Ambassador Nsue Mangue called improved education one of his country’s most important accomplishments since independence. “Since 1979, the government committed to develop professional education and human development. When we gained our independence, we did not have any universities, but now we have two universities, and the president is building another university in the new town of Oyala.”
Education has been a top priority for the government. Equatorial Guinean has an adult literacy rate of nearly 100%--the highest in Africa.. Since 1979, citizens of Equatorial Guinea have received more than 500,000 scholarships to study in universities and professional and technical-training programs outside the country. This figure includes multiple scholarship recipients and people who have remained outside the country.
The West African nation has also experienced significant economic growth, and it has learned how to best use its oil revenues from the positive and negative experiences of other countries.
“When we discovered oil in 1992, we learned from the mistakes from other countries…,” Ambassador Nsue Mangue said. “In 1997, the country organized the first economic conference, which was really a national consultation with all governments, political parties, civil society and community leaders to know how effectively and efficiently we could use the oil revenues. The first national economic conference established the goal of building human capacity, education and basic infrastructure for the development of our country.”
The country subsequently moved to a more comprehensive development plan that could be financed through oil revenues once extraction began producing sufficient revenue. The infrastructure and economic diversification the country has experienced in recent years are established in the Horizon 2020 development plan, which was established in 2007 to diversify its economy.
Rapid development creates its own need for adjustment and reform, and Equatorial Guinean President Obiang Nguema Mbasogo has made legal reform a priority, including a new constitution that modernized the institutions of government.

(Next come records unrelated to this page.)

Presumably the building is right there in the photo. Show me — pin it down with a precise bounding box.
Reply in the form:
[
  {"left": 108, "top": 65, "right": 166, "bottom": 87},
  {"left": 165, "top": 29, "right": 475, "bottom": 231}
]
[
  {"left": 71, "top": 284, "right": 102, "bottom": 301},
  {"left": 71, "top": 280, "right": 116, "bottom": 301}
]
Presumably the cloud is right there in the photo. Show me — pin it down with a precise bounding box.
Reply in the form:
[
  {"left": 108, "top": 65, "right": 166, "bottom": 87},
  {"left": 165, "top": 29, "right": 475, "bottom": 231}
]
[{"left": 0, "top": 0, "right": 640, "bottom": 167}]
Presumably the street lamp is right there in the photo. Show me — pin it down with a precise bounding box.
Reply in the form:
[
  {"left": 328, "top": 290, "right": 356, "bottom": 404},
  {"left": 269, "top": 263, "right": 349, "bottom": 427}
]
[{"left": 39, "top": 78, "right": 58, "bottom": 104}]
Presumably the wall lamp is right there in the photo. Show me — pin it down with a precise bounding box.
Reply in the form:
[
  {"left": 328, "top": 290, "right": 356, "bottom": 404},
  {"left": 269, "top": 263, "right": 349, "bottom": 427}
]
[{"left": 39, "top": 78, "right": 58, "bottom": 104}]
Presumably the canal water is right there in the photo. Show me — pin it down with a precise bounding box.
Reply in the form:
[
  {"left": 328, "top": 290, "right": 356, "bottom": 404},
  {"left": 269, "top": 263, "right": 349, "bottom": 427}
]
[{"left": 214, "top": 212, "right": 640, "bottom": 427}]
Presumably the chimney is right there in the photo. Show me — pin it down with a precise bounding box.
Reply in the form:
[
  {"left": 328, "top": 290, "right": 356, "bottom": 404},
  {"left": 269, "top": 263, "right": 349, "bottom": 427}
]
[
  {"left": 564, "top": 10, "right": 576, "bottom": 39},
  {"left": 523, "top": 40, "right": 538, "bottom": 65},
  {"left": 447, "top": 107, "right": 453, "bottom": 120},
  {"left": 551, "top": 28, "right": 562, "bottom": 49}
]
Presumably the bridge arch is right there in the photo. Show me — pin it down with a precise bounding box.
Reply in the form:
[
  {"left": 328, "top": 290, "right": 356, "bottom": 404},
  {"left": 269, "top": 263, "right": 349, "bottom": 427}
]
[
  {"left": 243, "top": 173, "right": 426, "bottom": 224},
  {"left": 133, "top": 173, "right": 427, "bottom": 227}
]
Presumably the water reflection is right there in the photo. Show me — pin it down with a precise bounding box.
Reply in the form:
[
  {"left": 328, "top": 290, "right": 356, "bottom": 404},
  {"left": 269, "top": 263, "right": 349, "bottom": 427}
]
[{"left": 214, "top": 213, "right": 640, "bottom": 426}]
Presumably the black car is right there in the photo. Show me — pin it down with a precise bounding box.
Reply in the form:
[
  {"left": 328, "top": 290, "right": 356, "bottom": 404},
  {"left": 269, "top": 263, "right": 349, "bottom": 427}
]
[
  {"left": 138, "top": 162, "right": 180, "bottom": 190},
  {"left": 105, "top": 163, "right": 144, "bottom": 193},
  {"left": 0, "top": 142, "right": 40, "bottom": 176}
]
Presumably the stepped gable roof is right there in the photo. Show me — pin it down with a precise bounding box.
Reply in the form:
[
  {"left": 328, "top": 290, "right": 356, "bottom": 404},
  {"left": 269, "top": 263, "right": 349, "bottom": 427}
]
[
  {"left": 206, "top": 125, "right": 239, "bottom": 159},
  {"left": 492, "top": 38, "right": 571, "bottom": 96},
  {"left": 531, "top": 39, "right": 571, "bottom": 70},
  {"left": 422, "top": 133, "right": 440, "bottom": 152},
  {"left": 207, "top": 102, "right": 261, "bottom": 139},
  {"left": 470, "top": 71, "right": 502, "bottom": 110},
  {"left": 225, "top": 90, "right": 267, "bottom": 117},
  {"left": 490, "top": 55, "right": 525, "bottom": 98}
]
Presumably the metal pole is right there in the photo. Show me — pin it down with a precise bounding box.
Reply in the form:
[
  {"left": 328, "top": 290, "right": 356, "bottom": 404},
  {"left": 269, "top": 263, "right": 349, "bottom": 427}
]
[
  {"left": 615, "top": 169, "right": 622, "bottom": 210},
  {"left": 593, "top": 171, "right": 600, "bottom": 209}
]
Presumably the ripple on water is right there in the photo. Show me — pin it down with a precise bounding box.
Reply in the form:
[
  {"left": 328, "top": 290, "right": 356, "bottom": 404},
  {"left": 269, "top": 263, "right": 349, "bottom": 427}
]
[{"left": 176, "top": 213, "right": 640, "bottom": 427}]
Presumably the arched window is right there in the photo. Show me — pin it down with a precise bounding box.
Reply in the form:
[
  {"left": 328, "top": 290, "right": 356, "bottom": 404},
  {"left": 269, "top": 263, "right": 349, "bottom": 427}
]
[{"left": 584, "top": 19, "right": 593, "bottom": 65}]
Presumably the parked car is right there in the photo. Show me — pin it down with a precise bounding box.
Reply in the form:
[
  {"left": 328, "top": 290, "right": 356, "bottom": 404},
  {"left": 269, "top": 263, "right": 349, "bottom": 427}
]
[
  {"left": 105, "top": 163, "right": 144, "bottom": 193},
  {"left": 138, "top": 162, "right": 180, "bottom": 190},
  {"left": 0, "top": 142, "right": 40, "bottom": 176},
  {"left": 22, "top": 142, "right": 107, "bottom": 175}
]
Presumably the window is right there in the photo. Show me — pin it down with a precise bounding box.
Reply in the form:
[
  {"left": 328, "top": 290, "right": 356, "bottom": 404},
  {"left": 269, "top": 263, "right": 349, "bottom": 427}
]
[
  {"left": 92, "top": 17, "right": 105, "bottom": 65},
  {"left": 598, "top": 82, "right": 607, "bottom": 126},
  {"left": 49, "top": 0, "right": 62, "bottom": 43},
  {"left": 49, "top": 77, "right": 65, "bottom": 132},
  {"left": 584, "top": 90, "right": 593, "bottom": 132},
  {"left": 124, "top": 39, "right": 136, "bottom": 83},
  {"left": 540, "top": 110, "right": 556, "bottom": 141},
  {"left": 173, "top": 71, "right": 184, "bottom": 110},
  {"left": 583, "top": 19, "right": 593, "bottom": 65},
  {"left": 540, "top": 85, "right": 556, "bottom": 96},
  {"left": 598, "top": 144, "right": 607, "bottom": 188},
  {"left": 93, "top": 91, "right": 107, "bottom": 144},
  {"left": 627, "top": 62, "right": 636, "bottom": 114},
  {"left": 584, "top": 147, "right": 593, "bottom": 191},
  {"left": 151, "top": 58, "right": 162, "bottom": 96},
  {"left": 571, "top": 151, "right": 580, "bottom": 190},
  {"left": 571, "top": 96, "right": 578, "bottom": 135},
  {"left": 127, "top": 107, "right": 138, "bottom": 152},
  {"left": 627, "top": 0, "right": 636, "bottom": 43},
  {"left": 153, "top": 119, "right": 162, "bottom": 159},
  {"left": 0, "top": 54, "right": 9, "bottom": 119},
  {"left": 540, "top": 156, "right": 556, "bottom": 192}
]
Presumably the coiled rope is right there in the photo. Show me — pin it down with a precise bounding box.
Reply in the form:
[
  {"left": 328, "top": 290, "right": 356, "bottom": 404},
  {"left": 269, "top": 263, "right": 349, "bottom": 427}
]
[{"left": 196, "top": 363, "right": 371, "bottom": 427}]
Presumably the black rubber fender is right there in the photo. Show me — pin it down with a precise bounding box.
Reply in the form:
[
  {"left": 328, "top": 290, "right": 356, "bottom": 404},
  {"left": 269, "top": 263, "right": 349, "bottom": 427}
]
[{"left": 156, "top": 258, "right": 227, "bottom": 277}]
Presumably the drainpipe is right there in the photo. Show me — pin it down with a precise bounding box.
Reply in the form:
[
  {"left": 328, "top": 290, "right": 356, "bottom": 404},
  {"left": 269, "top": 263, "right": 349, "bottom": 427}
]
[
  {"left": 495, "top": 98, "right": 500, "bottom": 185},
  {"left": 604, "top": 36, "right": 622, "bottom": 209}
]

“With this new constitution, we have the Senate, the Council of Republic, the Supreme Council of judiciary power, the Ombudsman, the socio-economic council of the Republic and the Court of Accounts” he said.
Equatorial Guinea’s success has encouraged many African leaders to visit the country and consult with the government on development strategies, but Equatorial Guinea offers advice with a light hand.
“We cannot impose other countries to follow our model,” Ambassador Nsue Mangue said. “Equatorial Guinea’s advice should be that every country sees its reality and also to seek good partners.”
Equatorial Guinea has achieved many of its goals because of the country’s unity and the good relationships it enjoys with its partners. “We have worked altogether regardless of our political orientation, and we have found good international partners like the United States, American government and American private companies.”
Equatorial Guinea and the United States enjoy good bilateral relations, he says, and the two governments work together well. “I have been well received by the State Department and we [the Embassy] are working together on issues of mutual concern to both our countries and people,” he said.